Glad it worked out for you. You should be very happy with Michauds.


----------



## JonnyBoyPlowing

My father has a 04 jeep wrangler with a 7' curtis snow pro and he is moving it to a 06 nissan frontier. One of my buddies plows with a frontier with a curtis and says its a great plow for that truck.


----------



## metrail

JonnyBoy - Thanks for the post-- the day that I had it installed we got about 4 inches and plowing operations went well. I sure would like it to snow again so I can justify its purchase... I'm confident the jet stream will make its way south before April showers-- at least one more snowfall!  In the mean time the yellow flashing light is kool!

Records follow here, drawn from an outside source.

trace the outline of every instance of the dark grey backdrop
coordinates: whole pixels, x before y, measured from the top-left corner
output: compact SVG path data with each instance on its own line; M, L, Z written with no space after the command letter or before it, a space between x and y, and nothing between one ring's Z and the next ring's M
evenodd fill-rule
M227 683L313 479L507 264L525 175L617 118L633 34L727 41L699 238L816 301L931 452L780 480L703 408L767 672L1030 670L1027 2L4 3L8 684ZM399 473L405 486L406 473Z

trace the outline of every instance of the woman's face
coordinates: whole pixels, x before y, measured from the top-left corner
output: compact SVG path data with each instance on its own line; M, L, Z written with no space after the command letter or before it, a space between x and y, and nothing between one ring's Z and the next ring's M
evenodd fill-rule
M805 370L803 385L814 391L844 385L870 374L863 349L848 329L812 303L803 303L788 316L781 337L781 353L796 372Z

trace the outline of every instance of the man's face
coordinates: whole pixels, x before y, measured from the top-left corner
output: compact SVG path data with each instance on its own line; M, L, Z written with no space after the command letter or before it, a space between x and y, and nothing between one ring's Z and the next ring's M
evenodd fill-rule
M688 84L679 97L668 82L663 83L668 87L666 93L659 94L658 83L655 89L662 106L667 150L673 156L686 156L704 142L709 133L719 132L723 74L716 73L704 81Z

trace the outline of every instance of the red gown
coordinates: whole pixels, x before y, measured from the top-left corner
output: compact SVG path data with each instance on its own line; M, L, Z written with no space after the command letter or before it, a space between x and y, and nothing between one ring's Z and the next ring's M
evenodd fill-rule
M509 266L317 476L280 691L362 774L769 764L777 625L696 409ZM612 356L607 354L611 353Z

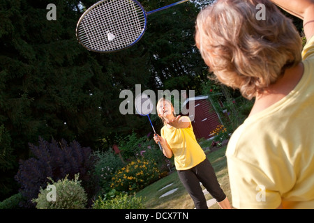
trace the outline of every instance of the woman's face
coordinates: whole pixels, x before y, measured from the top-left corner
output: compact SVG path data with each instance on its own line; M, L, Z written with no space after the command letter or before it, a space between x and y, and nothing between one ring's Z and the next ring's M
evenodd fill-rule
M164 100L159 104L158 116L165 118L173 116L173 107L167 101Z

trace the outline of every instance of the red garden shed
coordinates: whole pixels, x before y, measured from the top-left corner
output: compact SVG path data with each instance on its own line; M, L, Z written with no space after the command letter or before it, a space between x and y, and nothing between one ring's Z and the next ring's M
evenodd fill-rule
M222 121L207 95L200 95L187 98L183 106L190 111L190 103L194 101L194 117L193 114L188 115L192 121L194 133L197 139L209 139L210 132L214 130L218 125L223 125ZM193 105L193 103L191 103Z

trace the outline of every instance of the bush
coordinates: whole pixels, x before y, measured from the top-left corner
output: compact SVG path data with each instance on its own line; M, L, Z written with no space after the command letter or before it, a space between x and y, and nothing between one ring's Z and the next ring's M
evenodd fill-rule
M87 195L78 180L79 174L74 180L68 180L68 176L62 180L52 182L56 187L56 201L48 201L47 199L50 190L40 188L38 197L33 199L37 203L37 209L84 209L87 204ZM48 184L49 185L50 184ZM49 196L49 195L48 195Z
M94 203L93 209L144 209L142 197L122 193L110 200L99 197Z
M17 193L0 202L0 209L19 209L21 201L23 201L23 196Z
M158 178L159 170L155 161L137 159L117 171L110 187L120 192L136 192Z
M88 194L94 193L94 185L91 185L91 171L94 170L94 160L89 147L81 147L73 141L70 145L65 140L51 143L39 138L39 145L29 144L34 157L20 161L15 179L21 185L21 194L27 201L22 203L25 208L33 208L31 200L36 198L40 187L47 184L47 178L53 180L63 179L68 175L70 179L80 173L82 184Z
M94 154L97 159L95 164L95 174L101 188L100 192L107 193L111 190L111 178L114 173L125 164L117 155L110 151L96 151Z

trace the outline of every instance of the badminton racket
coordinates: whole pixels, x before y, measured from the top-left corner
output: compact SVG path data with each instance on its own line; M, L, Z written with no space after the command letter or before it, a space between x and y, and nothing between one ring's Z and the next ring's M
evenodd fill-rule
M80 18L76 36L81 45L96 52L113 52L131 47L145 32L147 15L189 0L145 11L136 0L102 0Z
M149 97L144 94L139 94L136 96L135 100L135 106L136 112L141 116L147 116L151 123L151 128L153 128L154 133L156 133L155 128L154 128L153 123L151 123L151 118L149 118L149 114L153 111L154 105L151 100ZM158 141L158 146L160 151L163 150L163 147L160 143Z

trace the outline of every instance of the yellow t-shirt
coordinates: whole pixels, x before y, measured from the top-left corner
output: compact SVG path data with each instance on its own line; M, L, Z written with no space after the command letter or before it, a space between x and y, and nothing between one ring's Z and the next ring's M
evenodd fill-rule
M314 208L314 36L304 75L287 95L248 117L226 155L237 208Z
M161 129L161 137L167 140L174 156L174 164L177 170L193 168L204 161L206 155L198 144L194 134L190 120L188 116L190 127L186 128L168 128L166 125Z

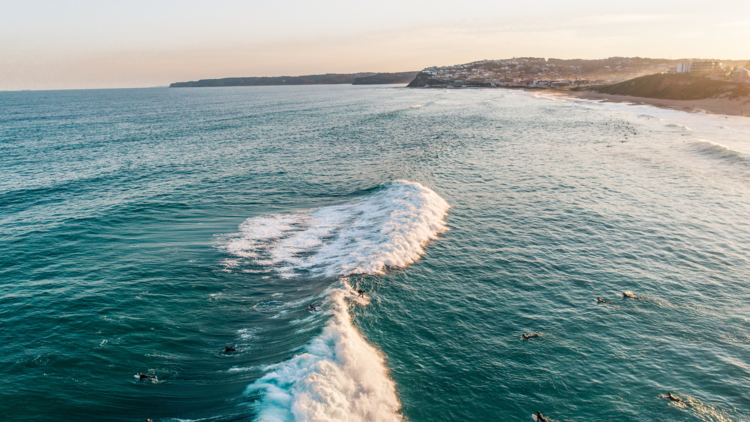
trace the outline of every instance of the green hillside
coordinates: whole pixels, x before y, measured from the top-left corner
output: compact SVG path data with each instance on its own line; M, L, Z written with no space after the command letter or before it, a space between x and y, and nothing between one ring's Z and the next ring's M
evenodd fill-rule
M702 100L705 98L750 98L750 85L717 81L687 74L656 74L591 88L596 92L666 100Z

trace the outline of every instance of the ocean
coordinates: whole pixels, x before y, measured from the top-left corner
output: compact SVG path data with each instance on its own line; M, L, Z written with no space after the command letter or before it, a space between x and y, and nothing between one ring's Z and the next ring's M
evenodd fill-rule
M749 257L748 118L0 92L3 420L750 420Z

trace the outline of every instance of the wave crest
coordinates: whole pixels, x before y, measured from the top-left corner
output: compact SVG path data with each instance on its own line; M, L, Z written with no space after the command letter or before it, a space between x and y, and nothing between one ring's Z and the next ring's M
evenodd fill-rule
M419 259L447 229L448 208L431 189L397 180L353 203L250 218L225 248L286 277L376 274Z
M293 215L248 219L227 251L282 276L376 274L404 267L447 230L448 203L419 183L398 180L366 198ZM305 353L266 368L248 386L259 395L260 421L401 421L385 358L354 327L350 302L361 306L346 277L330 290L332 317Z

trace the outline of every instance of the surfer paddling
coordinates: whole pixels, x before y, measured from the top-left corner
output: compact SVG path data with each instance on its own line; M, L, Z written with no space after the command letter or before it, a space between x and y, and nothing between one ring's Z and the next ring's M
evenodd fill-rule
M622 297L627 299L640 299L640 296L636 296L630 290L622 292Z
M667 395L666 395L666 396L662 396L662 395L660 395L659 397L661 397L661 398L663 398L663 399L669 399L669 400L672 400L672 401L676 401L676 402L681 402L681 401L682 401L682 399L681 399L681 398L679 398L679 397L675 396L675 395L674 395L674 394L672 394L672 393L667 393Z
M550 422L549 419L547 419L544 416L542 416L542 412L540 412L538 410L536 411L536 420L537 420L537 422Z
M138 374L136 374L135 377L138 378L138 379L141 379L141 380L155 380L156 379L156 375L146 375L146 374L142 374L140 372Z

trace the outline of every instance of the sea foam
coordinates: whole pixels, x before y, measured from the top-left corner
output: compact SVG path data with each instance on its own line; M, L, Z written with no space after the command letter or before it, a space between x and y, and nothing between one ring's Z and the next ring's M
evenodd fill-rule
M375 274L419 259L446 230L447 210L431 189L397 180L348 204L250 218L225 248L285 277Z
M401 407L385 359L352 324L349 305L369 304L347 274L376 274L419 259L447 230L448 203L419 183L395 181L349 204L256 217L227 250L288 277L340 276L331 318L305 353L266 368L247 388L260 421L399 421Z

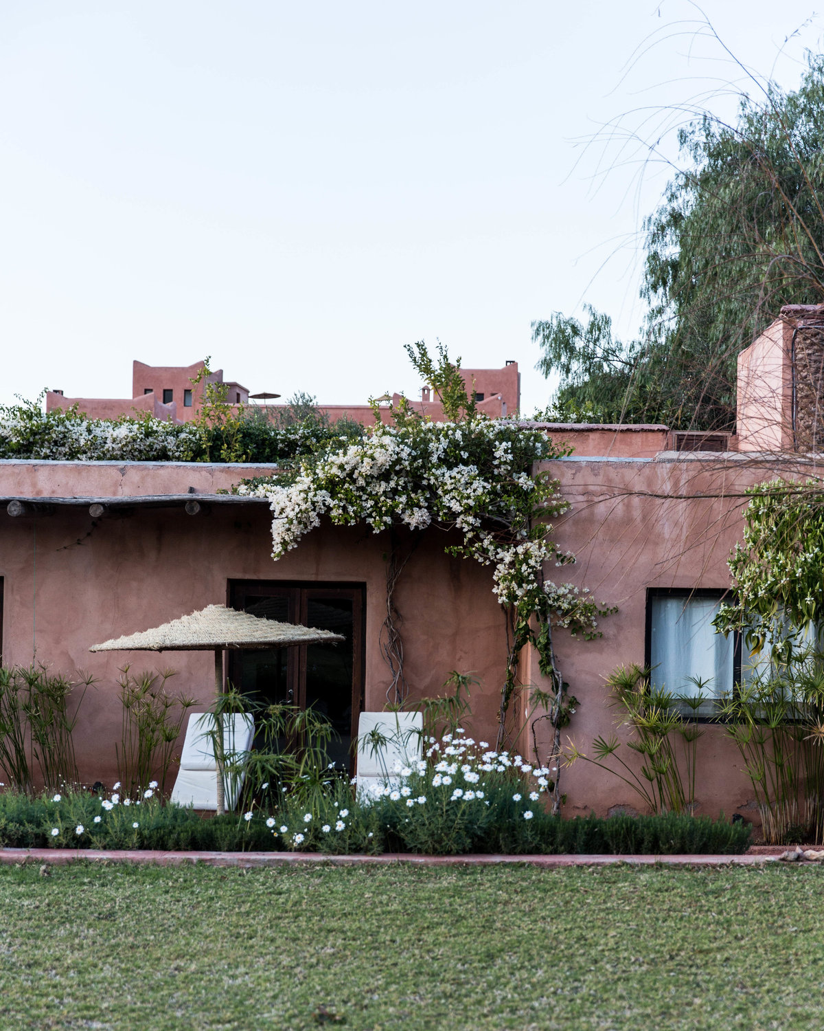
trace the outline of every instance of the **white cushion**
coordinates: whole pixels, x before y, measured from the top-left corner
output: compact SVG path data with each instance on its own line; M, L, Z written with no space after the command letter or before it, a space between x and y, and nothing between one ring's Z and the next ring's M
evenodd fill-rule
M238 794L243 784L243 773L235 776L227 774L224 795L227 812L237 804ZM180 770L172 791L172 801L177 805L192 806L193 809L217 808L217 773L215 770Z
M211 728L214 716L211 712L191 712L183 750L180 753L180 769L214 770ZM248 712L233 712L224 717L224 751L248 752L254 734L254 721ZM200 806L198 806L200 808Z
M387 779L402 766L416 762L421 755L423 717L420 712L362 712L357 721L357 780L362 777ZM374 745L373 731L386 738Z

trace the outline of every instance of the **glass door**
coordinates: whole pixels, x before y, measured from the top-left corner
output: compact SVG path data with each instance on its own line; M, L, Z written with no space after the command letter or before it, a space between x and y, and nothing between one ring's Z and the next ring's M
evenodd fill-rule
M229 594L233 608L345 638L338 644L232 652L229 676L258 704L311 706L325 717L335 731L330 758L336 768L350 769L364 691L364 587L240 580L230 584Z

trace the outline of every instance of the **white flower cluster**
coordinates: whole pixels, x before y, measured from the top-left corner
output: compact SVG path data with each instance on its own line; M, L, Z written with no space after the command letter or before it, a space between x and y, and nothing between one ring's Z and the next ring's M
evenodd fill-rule
M340 525L366 523L375 533L392 524L421 530L436 523L462 533L452 554L492 566L502 605L545 611L543 569L559 555L546 519L566 506L557 484L530 469L552 454L543 433L506 420L381 425L346 447L307 457L294 477L239 491L268 498L275 560L324 516ZM551 600L569 613L564 625L573 632L590 632L595 605L574 591L555 589Z
M557 769L553 771L547 766L533 766L522 756L511 755L507 751L495 752L489 749L486 741L476 744L471 737L444 734L440 741L430 739L425 759L406 767L396 766L388 780L373 785L370 793L365 793L364 802L369 804L370 801L387 798L409 808L416 804L424 805L426 795L420 792L423 787L431 792L438 788L451 789L446 796L449 802L489 805L489 784L484 777L508 772L519 773L524 778L529 801L537 802L550 790L553 772L557 773ZM416 791L420 792L417 796ZM520 792L515 792L512 800L520 802L521 797ZM531 813L528 817L524 813L524 819L530 820Z
M188 462L199 443L195 427L160 419L83 419L21 406L0 410L0 458Z

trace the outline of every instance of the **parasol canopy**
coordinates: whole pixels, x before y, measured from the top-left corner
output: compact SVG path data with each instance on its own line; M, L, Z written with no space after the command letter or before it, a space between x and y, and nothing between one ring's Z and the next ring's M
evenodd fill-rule
M152 630L115 637L90 652L216 652L224 648L288 647L345 640L331 630L277 623L226 605L207 605Z

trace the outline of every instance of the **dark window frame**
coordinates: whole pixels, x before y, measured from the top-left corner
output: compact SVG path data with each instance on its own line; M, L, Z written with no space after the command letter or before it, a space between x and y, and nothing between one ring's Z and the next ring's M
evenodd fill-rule
M644 666L647 669L652 665L652 599L653 598L683 598L688 601L690 598L712 598L715 601L725 601L734 598L733 592L729 588L712 587L648 587L646 597L646 619L644 631ZM741 681L741 638L739 631L734 631L732 638L732 691L737 690ZM718 718L714 716L695 716L687 711L684 706L681 714L690 723L718 723Z
M275 580L275 579L229 579L227 581L227 605L242 609L249 595L287 597L290 623L306 625L308 603L312 596L323 598L350 598L352 601L352 698L351 737L357 735L357 719L366 703L366 622L367 586L351 580ZM307 646L305 644L288 650L294 661L288 663L288 685L296 705L306 705ZM229 679L239 684L243 672L243 651L229 652Z

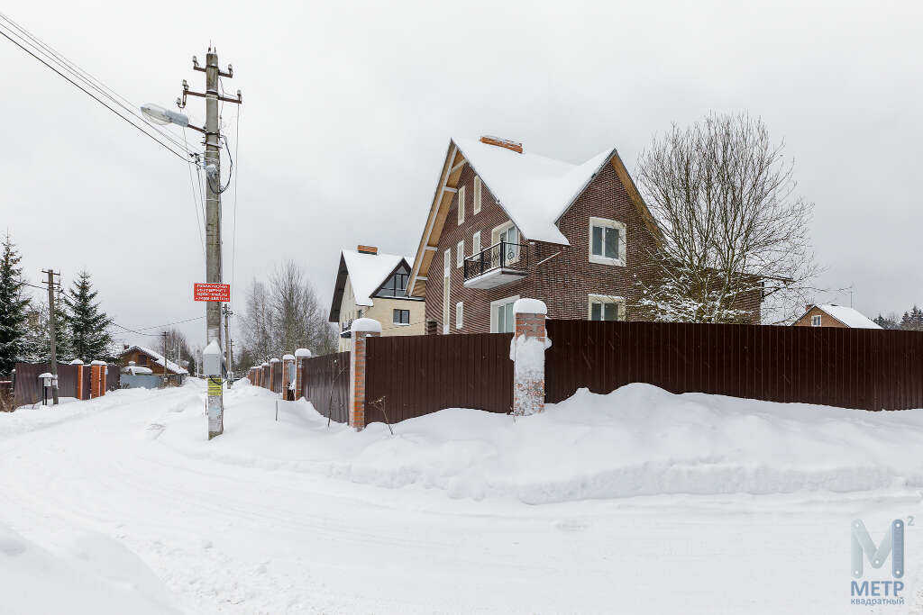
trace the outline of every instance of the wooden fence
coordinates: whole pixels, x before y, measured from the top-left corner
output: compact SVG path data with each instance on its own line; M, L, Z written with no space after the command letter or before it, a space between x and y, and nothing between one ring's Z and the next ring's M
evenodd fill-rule
M923 408L923 333L833 327L547 321L545 400L649 383L868 410Z
M339 423L349 421L349 352L338 352L298 360L301 396Z
M512 335L368 337L366 422L397 422L444 408L509 412ZM377 401L380 400L378 403Z

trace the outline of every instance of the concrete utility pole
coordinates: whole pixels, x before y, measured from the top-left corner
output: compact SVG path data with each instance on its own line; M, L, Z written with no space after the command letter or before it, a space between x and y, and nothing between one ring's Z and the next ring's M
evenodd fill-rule
M48 280L45 282L48 285L48 337L51 339L52 347L52 375L54 376L52 379L52 396L54 399L54 406L57 406L57 349L54 347L57 337L57 319L54 318L54 276L61 274L55 274L54 269L42 269L42 273L48 275Z
M231 327L228 323L228 320L231 318L231 316L234 315L234 312L232 312L231 308L229 308L227 306L227 303L225 303L224 305L222 306L222 313L224 314L224 348L225 348L224 356L227 357L225 367L227 369L228 385L230 386L231 380L234 377L234 374L232 373L232 362L234 355L231 354Z
M222 192L227 186L222 185L222 158L221 158L221 118L218 114L218 101L240 104L243 99L240 90L237 98L222 96L220 93L220 77L231 78L234 69L228 65L227 71L218 67L218 50L209 47L205 56L205 66L199 66L198 61L192 58L192 67L205 73L205 92L194 92L183 81L183 98L177 101L180 109L186 107L186 96L198 96L205 99L205 177L208 190L205 198L205 281L213 284L222 283ZM195 126L191 126L195 128ZM207 347L212 343L221 350L222 344L222 306L219 302L208 302L205 304L205 341ZM222 396L221 369L214 373L212 366L206 370L209 379L209 439L221 435L224 431L224 400ZM230 359L228 361L230 364ZM212 382L217 379L217 382Z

Happy Plowing (maybe?) ~ Metrail


----------



## mercer_me

metrail;1443580 said:


> JonnyBoy - Thanks for the post-- the day that I had it installed we got about 4 inches and plowing operations went well. I sure would like it to snow again so I can justify its purchase... I'm confident the jet stream will make its way south before April showers-- at least one more snowfall!  In the mean time the yellow flashing light is kool!
> 
> Happy Plowing (maybe?) ~ Metrail


I'm glad it worked good for you. Did you get any snow Saturday? You should post some pictures of it.


----------



## JonnyBoyPlowing

I put a 7' curtis home-pro on my 2005 frontier crew cab. i looked at the homesteader by fisher and the curtis is much more durable. it is built like a full size plow with a heavy duty frame and the hitch-n-run system


----------